La mise en scène de Christine Letailleur, comme une révélation des sensations et sentiments de ces deux êtres perdus dans le flou ou la radicalité de leur position. Attitudes, postures et déclinaisons des affres des âmes en proie à la fusion, la profondeur des émotions humaines.Les lumières y sont le berceau du trouble, de ce qui émeut et fait bouger, de ce qui profondément éclaire ou éteint passion et entendement.Signées Grégoire de Lafond, elles sont peinture, ambiance, atmosphères singulières et touches impressionnistes des mouvements de l'âme, des espaces du corps sensible.

Des destins singuliers qui questionnent l'entendement dans des coulisses où les accessoires semblent apparaitre eux aussi comme évidence: lampes, tiroirs et autres astuces scénographiques très judicieuses.
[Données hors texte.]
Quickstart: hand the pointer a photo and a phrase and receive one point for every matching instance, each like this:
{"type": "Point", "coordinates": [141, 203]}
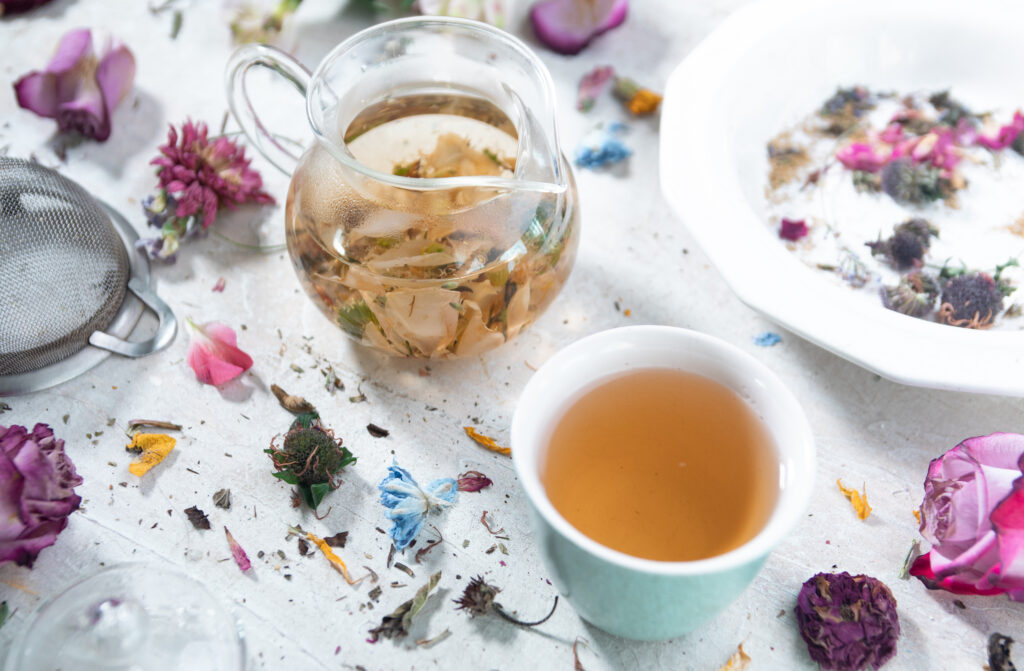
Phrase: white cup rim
{"type": "Point", "coordinates": [796, 451]}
Et une Judith Henry lumineuse, fine, gracieuse, sensible ou déterminée, frôlant la grâce et la félicité, que l'on a du mal à quitter!

Christine Letailleur est adaptatrice et metteure en scène. Au TNS, elle a présenté Les Liaisons dangereuses de Laclos en 2015, Baal de Brecht en en 2017 et L’Eden Cinéma de Marguerite Duras en 2020. Passionnée par littérature du XVIIIe siècle, elle s’est plongée dans le parcours de Julie de Lespinasse, cette femme dont on dit qu’elle fut l’égérie des inventeurs de l’Encyclopédie, et qui, dans ses lettres, se livre tout entière à la passion amoureuse.